Ask HN: MVP vs. Landing page - vishalzone2002

I have lately noticed that a lot of people confuse or claim their landing page as MVP. There are websites like quickMVP that just make a landing page but call it MVP. 
 I am curious if that is the case. Doesn&#x27;t MVP refer to a hacked prototype which might not look good but does everything that the real product would do? While landing page is just single page webapp to market your idea?
Please share your thoughts on this.
======
kylelibra
Landing pages are not MVP's, end of story. Landing pages built pre-MVP are to
validate ideas. Getting a user to sign up for a service and use a service are
significantly different levels of validation.

------
vishalchandra
There are three different things, 1. MLP, 2. MVP, 3. MSP which kind of come in
order.

1 MLP is Minimum Learnable Product i.e. anything which helps you learn
something about what product you should be building. It can be an email that
you send out pitching your product or a landing page.

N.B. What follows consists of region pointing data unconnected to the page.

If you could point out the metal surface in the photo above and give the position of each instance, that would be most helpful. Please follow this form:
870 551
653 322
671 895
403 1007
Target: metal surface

2\. MVP is Minimum Viable Product i.e. by viability we imply usability. If it
is not usable then it is not viable. So landing pages, wireframes are ruled
out. Mailers might work if you start to provide a service (which will get
eventually productized, automated, etc) via the mailer. So an ugly looking
product would also do as long as users find it usable.

3\. MSP is Minimum Saleable Product i.e. the product based on which you can
start making revenue (if you so wanted)

------
ABrandt
An MVP by definition is the very base point that you can convince people to
buy your wares. Whatever form that takes will depend on you and your market.
The point is to get whatever you have up there in your head and put it out
into the world; who cares what that looks like. Landing pages are so popular
because it's the path of least resistance in getting your idea in front of a
sizable audience. Going straight to a working prototype for your MVP without
hitting the landing page or comparable stage first sort of misses the mark on
what an MVP is all about.

Instead of thinking of an MVP as a single _thing_, we just made things easy
and called everything we did our "MVP" until we started doing recurring sales.

------
paulmatthijs
A Landing Page with good results can be seen as a validation for a MVP, but
can never be one itself. Unless your business is to harvest e-mail addresses
in which case you're 10 years late to the party ;)

I try to think of LP's as a catalyst instead of a validation. LP results make
sure you have a potential userbase to reach out to when you suddenly have your
MVP in your hands. It's like getting the cohorts ready for battle. Better line
them up upfront then scrambling for them when the heat is on. In that light
it's more a parallel path than a part of the MVP.